Greenpeace Water Patrol blocks Marikina River toxic outflow pipe

Feature story - January 12, 2012
Greenpeace’s Water Patrol sealed off a discharge pipe emanating from the Unilever-RFM compound in Pasig City that has been identified in a report, released today, to be discharging various toxic and persistent organic chemicals. Murky discharge from the pipe directly flows into the Marikina River and onwards to Laguna Lake.


“At the moment, industries wantonly release chemicals into our water and air without regard for effects on people, on communities and their livelihoods, and on the environment.  These companies should be made accountable for the pollutants that they discharge,” said Beau Baconguis, Toxics Campaigner of Greenpeace Southeast Asia.


Four Greenpeace Water Patrol volunteers in Hazmat (hazardous materials) suits installed the metal and concrete blocker to stop the flow of toxic effluents into the river.  A sign was also installed above the pipe reading “Laguna Lake Pollution starts here!”  Copies of the Greenpeace report, “Laguna Lake, The Philippines: Industrial Contamination Hotspots”[1] were then handed to representatives in the compound, asking them to permanently stop the release of pollutants from their facilities into the environment and instead shift their processes toward clean production and zero discharge.

The discharge pipe is one of several from industrial facilities that release wastewater into tributaries of the Laguna Lake that were tested in June 2011.

The report lists the results of sampling at different sites. Eight wastewater, six sediment and two soil samples were taken from discharge pipes of industrial facilities discharging wastewater into tributaries of Laguna Lake.  The selection of the facilities was based on the following criteria:

  • Facility operations were thought to involve the use of toxic chemicals;
  • The facility discharged wastewater directly into Laguna Lake or one of its tributaries;
  • In some cases, the facility had been previously identified by government agencies as a polluting industry and listed in the black or red lists by the Laguna Lake Development Authority or the Department of Environment and Natural Resources.

Of the six facilities sampled, four were identified as point source discharges of various toxic chemicals and persistent organic chemicals.
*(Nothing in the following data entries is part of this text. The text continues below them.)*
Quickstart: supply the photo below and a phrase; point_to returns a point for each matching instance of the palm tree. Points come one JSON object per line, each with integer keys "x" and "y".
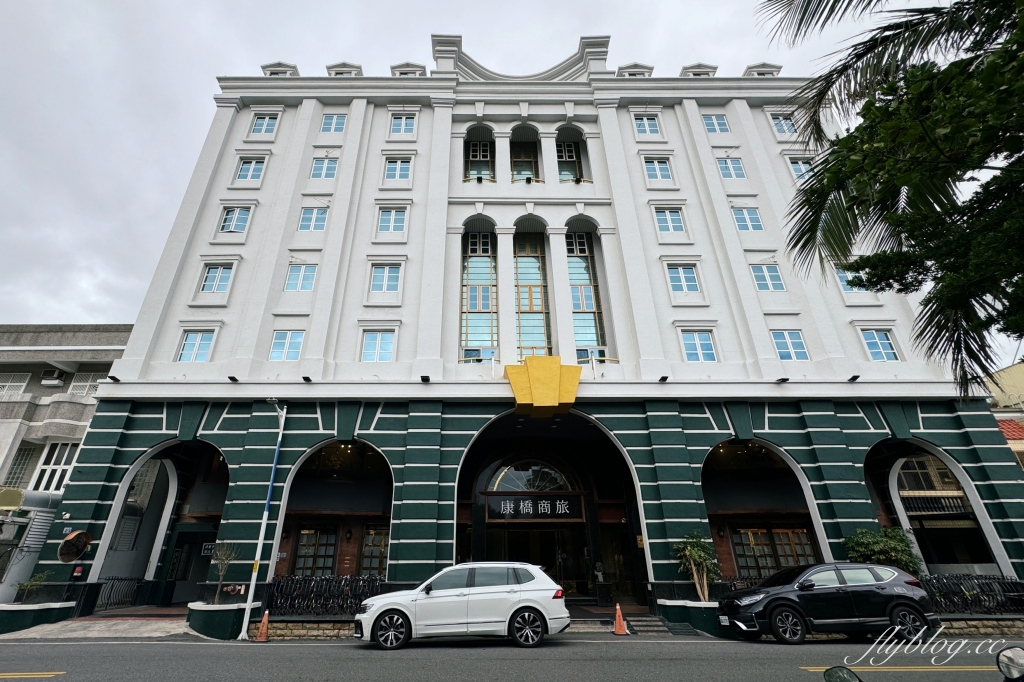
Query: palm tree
{"x": 829, "y": 218}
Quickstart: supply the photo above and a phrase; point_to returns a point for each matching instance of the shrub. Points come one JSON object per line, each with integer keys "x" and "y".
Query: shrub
{"x": 890, "y": 547}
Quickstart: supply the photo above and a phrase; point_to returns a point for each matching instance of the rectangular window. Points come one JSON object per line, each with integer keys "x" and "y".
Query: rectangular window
{"x": 716, "y": 123}
{"x": 646, "y": 125}
{"x": 378, "y": 346}
{"x": 748, "y": 219}
{"x": 402, "y": 125}
{"x": 783, "y": 124}
{"x": 698, "y": 347}
{"x": 568, "y": 161}
{"x": 54, "y": 467}
{"x": 19, "y": 467}
{"x": 790, "y": 345}
{"x": 731, "y": 168}
{"x": 13, "y": 383}
{"x": 333, "y": 123}
{"x": 287, "y": 345}
{"x": 669, "y": 220}
{"x": 523, "y": 161}
{"x": 312, "y": 220}
{"x": 300, "y": 278}
{"x": 801, "y": 167}
{"x": 880, "y": 345}
{"x": 683, "y": 279}
{"x": 86, "y": 383}
{"x": 385, "y": 278}
{"x": 196, "y": 347}
{"x": 391, "y": 220}
{"x": 235, "y": 220}
{"x": 324, "y": 169}
{"x": 479, "y": 301}
{"x": 657, "y": 169}
{"x": 216, "y": 279}
{"x": 844, "y": 280}
{"x": 767, "y": 278}
{"x": 264, "y": 125}
{"x": 250, "y": 169}
{"x": 397, "y": 169}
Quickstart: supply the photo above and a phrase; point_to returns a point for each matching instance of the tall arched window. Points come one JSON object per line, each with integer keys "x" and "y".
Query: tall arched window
{"x": 478, "y": 335}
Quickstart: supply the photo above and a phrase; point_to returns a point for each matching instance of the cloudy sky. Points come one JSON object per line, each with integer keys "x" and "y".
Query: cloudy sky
{"x": 105, "y": 105}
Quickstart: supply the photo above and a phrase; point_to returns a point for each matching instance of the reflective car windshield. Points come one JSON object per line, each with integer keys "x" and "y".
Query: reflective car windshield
{"x": 784, "y": 577}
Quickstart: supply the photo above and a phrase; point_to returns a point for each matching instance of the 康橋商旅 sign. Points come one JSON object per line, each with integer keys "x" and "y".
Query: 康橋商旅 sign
{"x": 534, "y": 508}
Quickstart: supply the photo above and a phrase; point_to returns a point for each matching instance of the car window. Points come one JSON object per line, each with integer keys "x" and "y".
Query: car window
{"x": 524, "y": 576}
{"x": 857, "y": 576}
{"x": 453, "y": 580}
{"x": 492, "y": 576}
{"x": 824, "y": 579}
{"x": 884, "y": 573}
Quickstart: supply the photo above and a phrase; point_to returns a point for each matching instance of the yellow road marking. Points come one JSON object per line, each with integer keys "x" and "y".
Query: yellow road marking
{"x": 905, "y": 669}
These include Mayer Textile and TNC Chemicals, and Carmelray1 Industrial Park in Calamba, Laguna, as well as certain facilities within the Unilever-RFM compound in Pasig City. [2]

“The report provides a snapshot of the toxic contamination that is happening in Laguna Lake and its tributaries for those who have a right to know – the people who rely on Laguna Lake for their water supply.  The lake is an important freshwater source for several cities and municipalities in Luzon, including parts of Metro Manila.  The public should not be at the mercy of industry, which is why Greenpeace is urging the speedy adoption of a pollution disclosure system, such as the Pollution Release and Transfer Register (PRTR), which institutionalizes the community’s right-to-know about the toxic chemicals in their area, and which has proven to drastically reduce pollution in countries where PRTR is being used,” added Baconguis.

Only this week, toxic emissions in Pasay City affected a whole school, and authorities are having a difficult time pinpointing the culprits or the chemicals involved.  A pollution disclosure system would require companies to publicly divulge information on their discharges.  Greenpeace strongly believes that if this system was implemented in the Philippines it would make communities better prepared, authorities would have more information to act upon, and industries would be motivated to move toward clean production processes by phasing out their use of toxic chemicals.

  1. “Laguna Lake, The Philippines: Industrial Contamination Hotspots”; Iryna Labunska, Kevin Brigden and Paul Johnston; July 2011.  The report may be downloaded from:
  2. Mayer Textile has since closed down when visited by Greenpeace Water Patrol recently; Discharges from two other facilities tested, those of Philippine Industrial Sealants and Litton Mills, appeared to be somewhat less contaminated at the time of sampling.